Regarding making build() simple and monolithic, would it make sense to have legalization and metascheduling as a phase that immediately precedes the build, then? @MasterJH5574 points out that we don’t have examples of customization within the last stage of the build, so we could leave that point until (or if) it comes up.

tqchen · May 17, 2023, 7:02pm

One thing that i usually find helpful is to think about the phases as barriers(between phases), where each barrier have some prebuilt pass that are not part of customization in our case, we have

input -> barrierA(ingestion) -> stepA -> barrierB(lower) 
-> stepB -> barrierC(build) -> library

I find it is helpful to think about each barrier as some prebuild functions

build takes anything to pass barrierC
lower takes anything to get them to pass barrierB
canonicalize or import(TBD) takes anything to barrierA

slyubomirsky · May 18, 2023, 8:17pm

Another rule we could enforce in the well-formedness checker: Not permitting direct calls of PrimFuncs (i.e., not through call_tir) before P2.1. This one came up during the purity tracking discussion and I remembered after rereading those notes.

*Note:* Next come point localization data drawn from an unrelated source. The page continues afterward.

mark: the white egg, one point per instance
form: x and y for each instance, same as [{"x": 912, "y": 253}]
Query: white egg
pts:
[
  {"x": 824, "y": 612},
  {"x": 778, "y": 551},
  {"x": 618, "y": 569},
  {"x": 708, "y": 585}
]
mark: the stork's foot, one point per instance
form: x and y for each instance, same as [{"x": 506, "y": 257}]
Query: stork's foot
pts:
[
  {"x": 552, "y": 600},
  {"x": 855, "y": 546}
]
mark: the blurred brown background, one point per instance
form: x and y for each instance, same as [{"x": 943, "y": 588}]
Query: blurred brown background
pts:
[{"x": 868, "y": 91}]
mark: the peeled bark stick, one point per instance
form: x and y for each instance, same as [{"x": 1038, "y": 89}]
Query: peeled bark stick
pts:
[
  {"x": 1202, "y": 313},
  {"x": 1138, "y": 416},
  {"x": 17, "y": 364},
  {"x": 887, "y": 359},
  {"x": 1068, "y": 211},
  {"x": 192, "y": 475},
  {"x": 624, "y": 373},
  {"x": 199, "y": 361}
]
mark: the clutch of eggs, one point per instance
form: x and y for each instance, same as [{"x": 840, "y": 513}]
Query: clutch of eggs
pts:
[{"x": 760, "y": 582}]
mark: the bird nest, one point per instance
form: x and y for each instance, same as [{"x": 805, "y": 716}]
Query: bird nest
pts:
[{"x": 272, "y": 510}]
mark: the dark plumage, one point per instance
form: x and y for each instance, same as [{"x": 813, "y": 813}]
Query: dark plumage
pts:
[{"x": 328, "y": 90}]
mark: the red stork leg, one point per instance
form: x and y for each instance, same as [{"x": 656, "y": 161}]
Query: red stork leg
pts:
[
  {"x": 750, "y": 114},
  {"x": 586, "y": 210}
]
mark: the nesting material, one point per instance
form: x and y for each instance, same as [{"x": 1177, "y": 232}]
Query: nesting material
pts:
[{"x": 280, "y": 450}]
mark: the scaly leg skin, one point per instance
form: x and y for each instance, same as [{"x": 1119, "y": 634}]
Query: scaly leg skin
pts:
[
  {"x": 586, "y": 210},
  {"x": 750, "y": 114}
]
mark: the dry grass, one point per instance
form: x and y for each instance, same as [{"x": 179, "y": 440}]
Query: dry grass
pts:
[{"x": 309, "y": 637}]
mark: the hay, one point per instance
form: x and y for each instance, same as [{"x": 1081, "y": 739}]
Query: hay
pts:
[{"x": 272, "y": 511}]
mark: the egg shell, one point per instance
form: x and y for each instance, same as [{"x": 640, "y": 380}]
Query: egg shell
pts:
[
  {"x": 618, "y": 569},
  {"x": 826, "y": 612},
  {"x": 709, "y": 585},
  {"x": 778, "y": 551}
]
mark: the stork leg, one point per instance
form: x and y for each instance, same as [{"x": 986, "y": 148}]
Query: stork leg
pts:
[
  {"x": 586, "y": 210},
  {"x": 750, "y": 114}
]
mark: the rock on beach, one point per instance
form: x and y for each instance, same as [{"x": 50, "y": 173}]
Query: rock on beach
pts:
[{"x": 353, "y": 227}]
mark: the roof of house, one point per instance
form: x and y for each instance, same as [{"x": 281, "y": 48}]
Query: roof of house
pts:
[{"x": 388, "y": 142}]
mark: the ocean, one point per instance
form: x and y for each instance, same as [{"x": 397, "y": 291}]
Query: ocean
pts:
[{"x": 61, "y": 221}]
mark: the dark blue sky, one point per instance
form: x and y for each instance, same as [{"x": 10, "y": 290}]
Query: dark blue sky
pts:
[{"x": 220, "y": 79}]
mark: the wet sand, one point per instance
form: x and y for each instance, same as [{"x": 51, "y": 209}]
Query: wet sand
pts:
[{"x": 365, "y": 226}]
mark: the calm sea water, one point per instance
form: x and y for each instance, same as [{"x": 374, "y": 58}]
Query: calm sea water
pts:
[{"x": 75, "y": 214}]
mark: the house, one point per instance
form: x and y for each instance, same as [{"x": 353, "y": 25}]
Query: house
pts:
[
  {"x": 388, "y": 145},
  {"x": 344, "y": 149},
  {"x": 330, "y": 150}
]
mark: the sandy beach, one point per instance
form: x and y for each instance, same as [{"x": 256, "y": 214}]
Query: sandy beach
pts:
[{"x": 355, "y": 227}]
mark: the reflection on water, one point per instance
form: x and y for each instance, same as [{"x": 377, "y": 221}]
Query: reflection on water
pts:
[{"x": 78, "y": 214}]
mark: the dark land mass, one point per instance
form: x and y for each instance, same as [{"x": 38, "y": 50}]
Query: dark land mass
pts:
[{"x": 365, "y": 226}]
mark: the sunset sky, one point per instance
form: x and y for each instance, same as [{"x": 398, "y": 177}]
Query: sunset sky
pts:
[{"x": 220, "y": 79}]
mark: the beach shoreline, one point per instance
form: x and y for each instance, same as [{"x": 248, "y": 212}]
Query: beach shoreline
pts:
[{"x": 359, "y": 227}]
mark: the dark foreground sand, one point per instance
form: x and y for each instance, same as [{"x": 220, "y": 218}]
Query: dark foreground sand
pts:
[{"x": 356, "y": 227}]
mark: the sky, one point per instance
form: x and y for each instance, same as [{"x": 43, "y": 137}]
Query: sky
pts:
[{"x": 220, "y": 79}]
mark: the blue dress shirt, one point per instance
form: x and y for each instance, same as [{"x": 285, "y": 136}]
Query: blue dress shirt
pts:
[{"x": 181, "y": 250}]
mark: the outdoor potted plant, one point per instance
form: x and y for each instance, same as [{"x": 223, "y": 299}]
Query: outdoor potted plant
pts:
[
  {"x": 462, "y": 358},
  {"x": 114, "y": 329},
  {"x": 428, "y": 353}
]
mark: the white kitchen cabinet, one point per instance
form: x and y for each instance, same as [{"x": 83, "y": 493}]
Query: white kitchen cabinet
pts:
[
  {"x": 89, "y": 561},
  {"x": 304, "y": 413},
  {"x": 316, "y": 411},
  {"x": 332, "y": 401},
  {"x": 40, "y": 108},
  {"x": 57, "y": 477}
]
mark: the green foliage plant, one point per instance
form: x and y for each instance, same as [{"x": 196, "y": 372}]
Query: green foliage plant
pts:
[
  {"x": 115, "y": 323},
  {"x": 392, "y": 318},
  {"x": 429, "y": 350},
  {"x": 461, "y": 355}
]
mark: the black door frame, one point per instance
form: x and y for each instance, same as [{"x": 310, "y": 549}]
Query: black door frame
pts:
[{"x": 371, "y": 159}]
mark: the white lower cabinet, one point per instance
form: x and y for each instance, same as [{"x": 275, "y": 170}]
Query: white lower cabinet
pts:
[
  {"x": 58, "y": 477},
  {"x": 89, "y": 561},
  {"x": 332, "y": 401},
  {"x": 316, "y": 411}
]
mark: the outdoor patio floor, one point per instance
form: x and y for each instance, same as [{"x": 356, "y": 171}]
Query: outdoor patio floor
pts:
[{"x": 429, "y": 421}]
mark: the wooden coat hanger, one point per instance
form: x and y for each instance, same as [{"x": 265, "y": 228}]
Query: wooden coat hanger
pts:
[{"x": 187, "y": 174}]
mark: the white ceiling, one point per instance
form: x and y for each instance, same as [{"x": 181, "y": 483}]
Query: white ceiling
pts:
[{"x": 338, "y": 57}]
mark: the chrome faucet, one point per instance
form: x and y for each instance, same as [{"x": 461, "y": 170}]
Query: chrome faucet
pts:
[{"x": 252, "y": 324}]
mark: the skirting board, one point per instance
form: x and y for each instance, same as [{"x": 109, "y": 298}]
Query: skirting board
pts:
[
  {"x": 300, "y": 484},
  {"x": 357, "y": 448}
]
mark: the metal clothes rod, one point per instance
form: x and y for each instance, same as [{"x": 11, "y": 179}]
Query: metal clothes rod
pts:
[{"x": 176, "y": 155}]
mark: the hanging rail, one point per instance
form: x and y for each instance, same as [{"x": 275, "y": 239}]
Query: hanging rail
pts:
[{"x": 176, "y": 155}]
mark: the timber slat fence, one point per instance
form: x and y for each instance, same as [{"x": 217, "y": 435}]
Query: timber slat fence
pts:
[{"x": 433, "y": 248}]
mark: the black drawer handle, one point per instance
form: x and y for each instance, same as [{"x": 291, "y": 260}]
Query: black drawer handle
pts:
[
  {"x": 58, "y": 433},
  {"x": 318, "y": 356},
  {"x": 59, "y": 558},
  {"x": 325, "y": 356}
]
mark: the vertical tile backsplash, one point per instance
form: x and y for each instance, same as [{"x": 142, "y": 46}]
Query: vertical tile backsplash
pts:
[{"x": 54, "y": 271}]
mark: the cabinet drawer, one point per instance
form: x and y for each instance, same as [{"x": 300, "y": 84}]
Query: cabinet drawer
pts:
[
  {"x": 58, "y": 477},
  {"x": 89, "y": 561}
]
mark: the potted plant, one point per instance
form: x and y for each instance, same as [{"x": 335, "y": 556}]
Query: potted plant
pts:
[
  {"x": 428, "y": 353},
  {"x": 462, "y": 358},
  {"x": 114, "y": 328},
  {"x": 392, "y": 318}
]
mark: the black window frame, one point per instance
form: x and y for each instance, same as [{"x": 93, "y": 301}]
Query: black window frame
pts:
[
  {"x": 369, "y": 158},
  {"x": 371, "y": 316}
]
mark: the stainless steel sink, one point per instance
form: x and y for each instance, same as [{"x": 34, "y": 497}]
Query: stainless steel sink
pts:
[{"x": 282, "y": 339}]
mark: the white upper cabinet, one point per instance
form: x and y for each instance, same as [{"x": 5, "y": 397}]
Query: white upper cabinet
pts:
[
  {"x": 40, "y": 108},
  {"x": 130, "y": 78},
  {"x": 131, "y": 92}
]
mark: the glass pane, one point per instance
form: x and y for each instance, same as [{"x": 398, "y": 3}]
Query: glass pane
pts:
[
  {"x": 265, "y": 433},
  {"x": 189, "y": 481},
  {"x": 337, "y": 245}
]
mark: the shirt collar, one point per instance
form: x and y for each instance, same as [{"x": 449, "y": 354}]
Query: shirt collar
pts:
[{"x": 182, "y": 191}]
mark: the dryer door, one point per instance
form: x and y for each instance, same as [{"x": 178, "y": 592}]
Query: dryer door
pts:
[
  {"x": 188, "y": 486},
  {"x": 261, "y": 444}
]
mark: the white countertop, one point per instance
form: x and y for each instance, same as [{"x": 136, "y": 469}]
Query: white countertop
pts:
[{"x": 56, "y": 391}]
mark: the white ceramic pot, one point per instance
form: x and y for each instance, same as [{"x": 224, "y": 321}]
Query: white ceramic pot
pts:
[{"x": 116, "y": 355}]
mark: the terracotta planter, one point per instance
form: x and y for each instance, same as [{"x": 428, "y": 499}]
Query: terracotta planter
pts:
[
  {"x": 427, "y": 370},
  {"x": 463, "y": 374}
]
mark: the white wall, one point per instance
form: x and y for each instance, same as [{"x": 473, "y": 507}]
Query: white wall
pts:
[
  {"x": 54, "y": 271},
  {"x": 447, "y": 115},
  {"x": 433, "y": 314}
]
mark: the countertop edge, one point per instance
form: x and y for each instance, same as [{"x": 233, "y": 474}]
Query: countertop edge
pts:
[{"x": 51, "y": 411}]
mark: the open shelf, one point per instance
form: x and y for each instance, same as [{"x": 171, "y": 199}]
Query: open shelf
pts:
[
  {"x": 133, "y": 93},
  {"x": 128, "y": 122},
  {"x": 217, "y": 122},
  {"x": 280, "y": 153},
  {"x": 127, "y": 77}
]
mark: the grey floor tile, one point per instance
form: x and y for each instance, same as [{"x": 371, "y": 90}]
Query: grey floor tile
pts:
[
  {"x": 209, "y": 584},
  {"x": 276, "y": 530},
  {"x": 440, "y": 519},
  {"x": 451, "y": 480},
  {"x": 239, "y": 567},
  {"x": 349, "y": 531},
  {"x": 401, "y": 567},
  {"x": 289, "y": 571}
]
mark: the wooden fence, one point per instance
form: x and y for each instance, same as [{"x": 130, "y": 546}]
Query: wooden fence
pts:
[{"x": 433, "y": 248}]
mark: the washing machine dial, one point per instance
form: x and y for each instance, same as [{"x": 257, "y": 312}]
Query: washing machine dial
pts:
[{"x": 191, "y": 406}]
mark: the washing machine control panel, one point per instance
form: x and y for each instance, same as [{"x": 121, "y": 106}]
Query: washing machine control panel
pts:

slyubomirsky · May 19, 2023, 4:28pm

Now that the purity tracking PR has been merged, we should probably include it in the phase order: We use RemovePurityChecking after ToNonDataflow, since it’s not very helpful for the low-level codegen to have to reason about purity.

slyubomirsky · May 19, 2023, 4:33pm

Also, here is one issue that just occurred to me: LambdaLifting replaces some function calls with the invocation of VMClosures, which seems like a relatively low-level construct. Does that cause any difficulties for Phase 1 passes? That should probably be something we alert users about in any case.

slyubomirsky · June 1, 2023, 8:03pm

I’ve posted a tracking issue for phase ordering on Github so that we could discuss implementation issues, since there seems to be broad agreement that we should have some sort of ordering and enforce it to some degree. It would be good to focus on the aspects that are less certain and discuss how they affect the implementation.